A pobreza e o desemprego criam desespero nas pessoas, e as convertem em presas fáceis do tráfico. A falta de mobilidade social, bem como de educação e oportunidades para os jovens, agravam o problema. As famosas plantações de chá de Assam, uma grande fonte de emprego e renda para a população local, atravessam tempos difíceis. Uma forma de reduzir os custos das empresas foi recorrer à mão de obra sazonal, especialmente na época da colheita. Neste contexto, não é raro que as moças busquem trabalho.

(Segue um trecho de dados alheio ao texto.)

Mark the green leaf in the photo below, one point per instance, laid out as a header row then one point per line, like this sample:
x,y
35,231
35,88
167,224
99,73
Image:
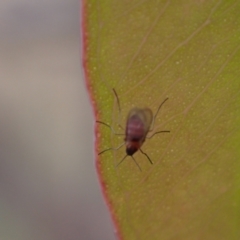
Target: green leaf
x,y
188,51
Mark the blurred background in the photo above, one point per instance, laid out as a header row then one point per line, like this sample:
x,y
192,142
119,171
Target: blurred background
x,y
48,183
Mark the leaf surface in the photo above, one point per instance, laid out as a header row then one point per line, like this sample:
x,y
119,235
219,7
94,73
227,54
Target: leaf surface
x,y
188,51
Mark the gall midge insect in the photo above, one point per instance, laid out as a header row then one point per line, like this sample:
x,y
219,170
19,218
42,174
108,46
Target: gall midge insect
x,y
140,121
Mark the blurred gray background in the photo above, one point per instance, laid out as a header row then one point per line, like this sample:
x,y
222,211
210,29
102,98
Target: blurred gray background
x,y
48,182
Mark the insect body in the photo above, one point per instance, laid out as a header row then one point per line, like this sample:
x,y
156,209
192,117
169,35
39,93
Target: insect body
x,y
137,127
139,122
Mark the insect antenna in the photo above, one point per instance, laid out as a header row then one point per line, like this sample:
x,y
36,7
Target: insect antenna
x,y
110,127
157,133
111,149
153,121
133,160
146,155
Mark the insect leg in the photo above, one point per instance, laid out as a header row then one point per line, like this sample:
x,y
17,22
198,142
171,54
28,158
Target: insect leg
x,y
153,121
133,160
146,155
110,128
119,107
156,133
111,148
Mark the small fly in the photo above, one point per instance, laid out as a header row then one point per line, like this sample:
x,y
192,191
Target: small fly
x,y
140,122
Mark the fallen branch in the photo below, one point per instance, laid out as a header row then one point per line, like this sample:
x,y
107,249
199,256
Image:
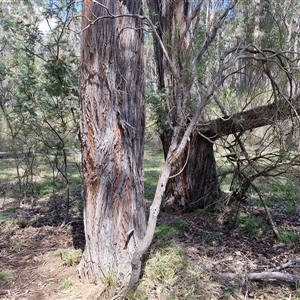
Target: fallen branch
x,y
286,265
260,276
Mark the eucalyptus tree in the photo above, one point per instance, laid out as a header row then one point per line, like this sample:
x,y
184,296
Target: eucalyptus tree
x,y
219,61
112,136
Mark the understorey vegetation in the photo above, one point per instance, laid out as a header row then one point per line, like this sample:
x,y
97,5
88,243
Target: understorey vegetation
x,y
149,149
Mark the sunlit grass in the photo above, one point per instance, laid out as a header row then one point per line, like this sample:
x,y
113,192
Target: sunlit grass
x,y
153,162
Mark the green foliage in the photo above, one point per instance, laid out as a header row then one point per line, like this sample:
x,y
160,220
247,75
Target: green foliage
x,y
69,257
6,275
288,236
166,232
153,162
66,283
19,245
252,225
168,275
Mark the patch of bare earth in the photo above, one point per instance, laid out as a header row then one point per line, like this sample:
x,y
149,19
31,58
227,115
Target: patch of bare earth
x,y
230,256
30,239
29,244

Mesmo nas aldeias mais isoladas, apenas mencionar o nome Nova Délhi equivale a pronunciar uma palavra mágica, que oferece um mundo de riquezas incalculáveis. Muitas vezes costuma aparecer de visita uma moça que afirma proceder da capital, vestida com roupas elegantes, muito maquiada e alardeando sobre todo o dinheiro que ganha. Mas é apenas uma estratégia para atrair jovens inocentes. Enganadas, muitas partem em busca de um sonho, e regressam depois de viverem um pesadelo, isso quando voltam.

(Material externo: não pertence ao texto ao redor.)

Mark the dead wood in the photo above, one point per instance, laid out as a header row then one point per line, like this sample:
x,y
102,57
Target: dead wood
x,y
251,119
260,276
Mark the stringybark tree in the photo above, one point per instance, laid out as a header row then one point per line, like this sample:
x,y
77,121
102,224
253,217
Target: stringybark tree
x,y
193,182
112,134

Organizações não governamentais e grupos de estudantes colaboram para criar consciência sobre o problema, resgatar as vítimas e reabilitá-las. Vários grupos da sociedade civil começaram a implantar a Ujjwala, uma estratégia para combater o tráfico de pessoas, especialmente de moças obrigadas a se prostituírem. Foram criados comitês de vigilância que estão atentos a possíveis casos e trabalham em estreita colaboração com a polícia para resgatá-las.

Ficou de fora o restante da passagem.